Some of the most common questions we hear from new users involve automating Terraform and Kubernetes orchestration.
The major challenges often emerge for teams that need to orchestrate multiple Terraform scripts, Helm Charts, and native Kubernetes manifests to work together in a single environment.
The manual work required to provision these environments can bring a DevOps team grinding to a halt.
Here we’ll lay out how Quali users automate orchestration of Terraform and Kubernetes environments in minutes, with the added benefit of making those environments repeatable.
Step 1: Discover and import Terraform scripts and Kubernetes assets from your Git repository
Quali’s Torque was designed to support the use of Terraform and Kubernetes so our users could build multi-asset environments faster.
This starts by connecting a Github, GitLab, or Bitbucket repository to Quali’s Torque platform.
Once you’ve done this, you can import the Terraform scripts, Helm Charts, and Kubernetes assets you need for your environment. Most users import all assets in case they need them later, but for this article we’ll just focus on the ones you need.
Step 2. Select the Terraform scripts and Kubernetes assets you need for your environment
Once you’ve selected the assets you need, Quali’s Torque will generate a YAML file defining the environment based on those assets.
Once created, you can use this YAML as often as needed, and you can set your CI/CD, CLI, or IDE to deploy it automatically in line with the pipeline stage it is designed to support.

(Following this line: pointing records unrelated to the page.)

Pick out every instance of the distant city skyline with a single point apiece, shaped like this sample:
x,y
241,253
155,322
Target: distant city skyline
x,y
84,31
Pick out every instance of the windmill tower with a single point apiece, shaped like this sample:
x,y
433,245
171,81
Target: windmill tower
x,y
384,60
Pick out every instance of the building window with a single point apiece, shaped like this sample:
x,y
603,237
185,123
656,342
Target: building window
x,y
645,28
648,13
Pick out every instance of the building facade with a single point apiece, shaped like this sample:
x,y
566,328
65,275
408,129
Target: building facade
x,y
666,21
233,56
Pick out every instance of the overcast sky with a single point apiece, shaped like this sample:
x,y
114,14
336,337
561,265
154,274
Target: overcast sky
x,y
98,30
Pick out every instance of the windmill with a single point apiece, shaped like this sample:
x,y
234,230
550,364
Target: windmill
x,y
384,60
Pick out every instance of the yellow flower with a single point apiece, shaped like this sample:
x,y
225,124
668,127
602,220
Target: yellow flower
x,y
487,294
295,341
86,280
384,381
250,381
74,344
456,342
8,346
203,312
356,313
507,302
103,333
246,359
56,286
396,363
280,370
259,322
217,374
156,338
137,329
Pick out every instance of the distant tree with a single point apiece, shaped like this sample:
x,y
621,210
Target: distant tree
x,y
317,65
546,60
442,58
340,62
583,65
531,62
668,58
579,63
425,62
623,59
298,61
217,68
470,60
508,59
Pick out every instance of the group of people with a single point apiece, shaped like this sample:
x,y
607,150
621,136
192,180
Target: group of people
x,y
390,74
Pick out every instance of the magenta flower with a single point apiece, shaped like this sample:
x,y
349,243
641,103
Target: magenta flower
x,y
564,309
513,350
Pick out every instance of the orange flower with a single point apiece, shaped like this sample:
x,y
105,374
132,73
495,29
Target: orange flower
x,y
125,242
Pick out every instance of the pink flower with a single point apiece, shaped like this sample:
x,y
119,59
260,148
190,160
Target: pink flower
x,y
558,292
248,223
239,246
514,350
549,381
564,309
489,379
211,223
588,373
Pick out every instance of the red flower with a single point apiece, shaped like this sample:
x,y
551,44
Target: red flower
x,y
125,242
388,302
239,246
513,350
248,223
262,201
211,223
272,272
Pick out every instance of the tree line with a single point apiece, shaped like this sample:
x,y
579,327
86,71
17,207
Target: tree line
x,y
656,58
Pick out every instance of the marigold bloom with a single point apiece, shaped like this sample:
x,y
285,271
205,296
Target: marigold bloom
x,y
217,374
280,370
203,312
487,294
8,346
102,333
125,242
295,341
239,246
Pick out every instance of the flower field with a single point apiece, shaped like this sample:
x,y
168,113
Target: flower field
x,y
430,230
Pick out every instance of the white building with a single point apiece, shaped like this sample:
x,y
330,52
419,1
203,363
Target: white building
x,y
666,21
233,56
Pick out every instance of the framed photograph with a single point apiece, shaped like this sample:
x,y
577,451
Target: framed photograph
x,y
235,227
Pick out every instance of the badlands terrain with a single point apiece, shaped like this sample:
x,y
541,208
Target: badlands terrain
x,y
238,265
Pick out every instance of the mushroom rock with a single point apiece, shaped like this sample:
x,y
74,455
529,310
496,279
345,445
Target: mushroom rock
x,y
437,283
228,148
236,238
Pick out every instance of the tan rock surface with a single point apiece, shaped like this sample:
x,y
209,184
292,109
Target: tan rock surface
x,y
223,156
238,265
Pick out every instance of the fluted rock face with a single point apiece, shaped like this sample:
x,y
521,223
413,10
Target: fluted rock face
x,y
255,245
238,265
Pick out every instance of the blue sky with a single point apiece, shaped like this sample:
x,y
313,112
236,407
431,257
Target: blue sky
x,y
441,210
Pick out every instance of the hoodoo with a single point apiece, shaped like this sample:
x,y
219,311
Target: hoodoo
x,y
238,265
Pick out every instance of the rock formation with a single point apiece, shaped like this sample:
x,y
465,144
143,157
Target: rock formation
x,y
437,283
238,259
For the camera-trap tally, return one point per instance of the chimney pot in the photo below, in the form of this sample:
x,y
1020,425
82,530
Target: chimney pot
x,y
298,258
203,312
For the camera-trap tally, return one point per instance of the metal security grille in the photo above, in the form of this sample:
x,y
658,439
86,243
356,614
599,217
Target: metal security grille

Step 3. Set a maximum duration and tags for your Terraform and Kubernetes environment
The maximum duration automates the termination of the environment after a time that you determine, reducing the risk that your team forgets to shut it down. You can also set the environment to run indefinitely if needed.
Tags are customizable and allow you to group usage and cost reporting based on your own parameters. If, for example, this environment supports a testing group, a tag labeled “testing” will attribute this environment and any others with that tag to the testing group—with automated reporting over time.
Step 4. Set role-based access controls so end users can view and deploy the environment without edit access
Self-service access is the final step to mitigate the provisioning bottleneck for multi-asset environments.
End users can browse a catalog of pre-configured environments, view the infrastructure components within these environments, and launch them on demand. Integrations with CI/CD tools and CLIs allow them to automate the deployment and teardown of these environments in line with each stage that they support.
Meanwhile, role-based access controls prevent end users from modifying the environments, including the infrastructure, configurations, maximum duration, and tags.
Infrastructure as Code and Kubernetes are invaluable for automating the delivery of infrastructure. Orchestration takes this approach one steps further to automate the delivery of complex environments that leverage that infrastructure.